I am interested in the explicit computation of the following norm
$$ |x| := \sup_{t \geq 0} \left\Vert \mathrm {e}^{-At}x \right\Vert_2,$$
$x = (x_1, x_2)^{\top} \in \mathbb{R}^n, A \in \mathbb{R}^{n \times n}$ and $\Vert \cdot \Vert_2$ denotes the standard Euclidean norm. Concretely for the matrix
$$ {A} := \begin{pmatrix} \frac{19}{20} & -\frac{3}{10} \\ \frac{3}{10} & -\frac{1}{20} \end{pmatrix}. $$
This matrix is obviously non-symmetric but positive stable, the Eigenvalues are $\lambda_1 = 1/20$ and $\lambda_2 = 17/20.$ For symmetric and anti-symmetric matrices this norm would coincide with the Euclidean norm but not for this matrix. When computing this problem, the expressions quickly become very intricate. Whereby I chose the approach by explicitly calculating the matrix exponential and subsequent maximization by differentiation, which unfortunately leads to an irrepressible expression. So is there an intelligent way of calculating this norm that leads to a pleasant expression?
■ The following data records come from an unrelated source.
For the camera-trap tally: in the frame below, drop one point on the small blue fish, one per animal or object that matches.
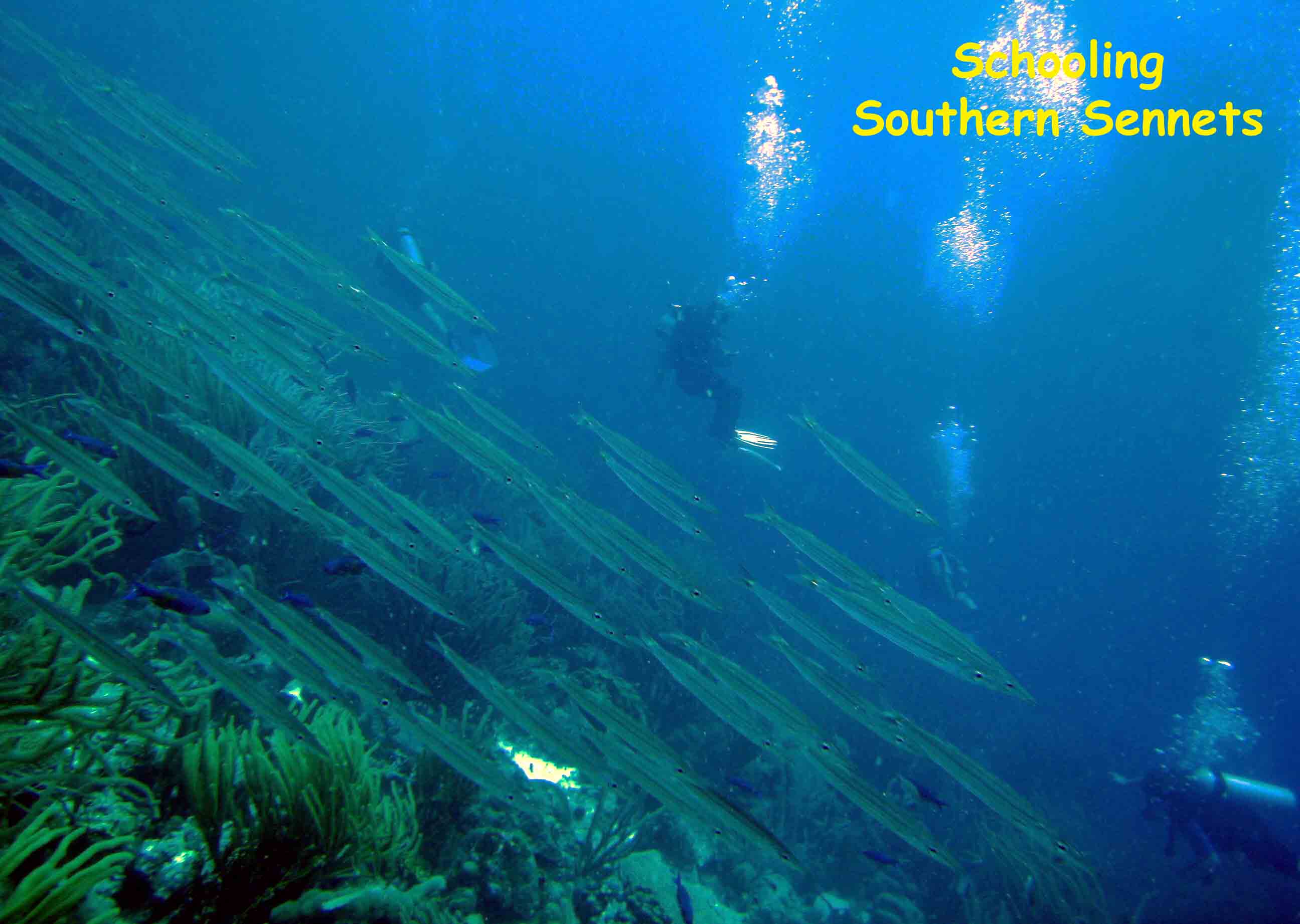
(927, 795)
(170, 598)
(744, 786)
(684, 906)
(883, 859)
(345, 564)
(90, 443)
(12, 470)
(297, 601)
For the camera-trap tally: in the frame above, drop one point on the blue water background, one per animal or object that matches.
(575, 171)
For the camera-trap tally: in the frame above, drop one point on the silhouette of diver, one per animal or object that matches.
(1215, 813)
(696, 357)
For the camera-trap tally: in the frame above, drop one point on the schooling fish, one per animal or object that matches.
(170, 598)
(927, 795)
(345, 564)
(12, 470)
(90, 443)
(684, 906)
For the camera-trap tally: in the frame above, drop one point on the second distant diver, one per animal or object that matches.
(695, 354)
(943, 575)
(1216, 814)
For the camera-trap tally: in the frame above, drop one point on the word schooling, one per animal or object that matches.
(1096, 119)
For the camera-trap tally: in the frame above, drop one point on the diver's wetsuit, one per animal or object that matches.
(1213, 826)
(695, 354)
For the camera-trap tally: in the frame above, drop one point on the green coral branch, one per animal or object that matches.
(41, 533)
(51, 890)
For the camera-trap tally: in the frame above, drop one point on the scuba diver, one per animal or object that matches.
(943, 575)
(695, 355)
(1216, 814)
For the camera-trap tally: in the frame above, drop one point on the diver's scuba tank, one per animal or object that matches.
(409, 246)
(1241, 791)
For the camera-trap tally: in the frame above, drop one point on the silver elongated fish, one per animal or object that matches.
(93, 474)
(655, 498)
(429, 282)
(548, 579)
(871, 478)
(163, 455)
(645, 463)
(935, 645)
(259, 701)
(500, 420)
(110, 656)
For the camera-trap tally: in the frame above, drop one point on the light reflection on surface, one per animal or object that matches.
(778, 155)
(971, 247)
(1260, 476)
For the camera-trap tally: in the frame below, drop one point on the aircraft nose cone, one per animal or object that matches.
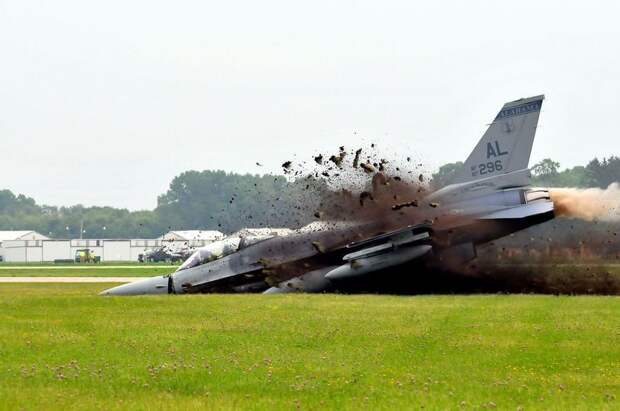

Would be very grateful for any help!
EDIT: In this case $$ \mathrm{e}^{-At} = \frac{1}{8} \left(\begin{array}{rr} -\mathrm{e}^{-\frac{1}{20} t} + 9\mathrm{e}^{-\frac{17}{20} t} & 3\mathrm{e}^{-\frac{1}{20} t} - 3\mathrm{e}^{-\frac{17}{20} t} \\ -3\mathrm{e}^{-\frac{1}{20} t} +3 \mathrm{e}^{-\frac{17}{20} t} & 9\mathrm{e}^{-\frac{1}{20} t} - \mathrm{e}^{-\frac{17}{20} t} \\ \end{array} \right). $$ And $ \left \Vert \mathrm{e}^{-At} \left(\begin{array}{rr} x_1 \\ x_2 \end{array} \right) = \right \Vert_2 $ $$ =\frac{1}{8} \sqrt{\left((-\mathrm{e}^{-\frac{1}{20} t} + 9\mathrm{e}^{-\frac{17}{20} t})x_1 + (3\mathrm{e}^{-\frac{1}{20} t} - 3\mathrm{e}^{-\frac{17}{20} t})x_2 \right)^2 + \left((-3\mathrm{e}^{-\frac{1}{20} t} + 3\mathrm{e}^{-\frac{17}{20} t})x_1 + (9\mathrm{e}^{-\frac{1}{20} t} - \mathrm{e}^{-\frac{17}{20} t})x_2 \right)^2} $$ becomes rather cumbersome to work with.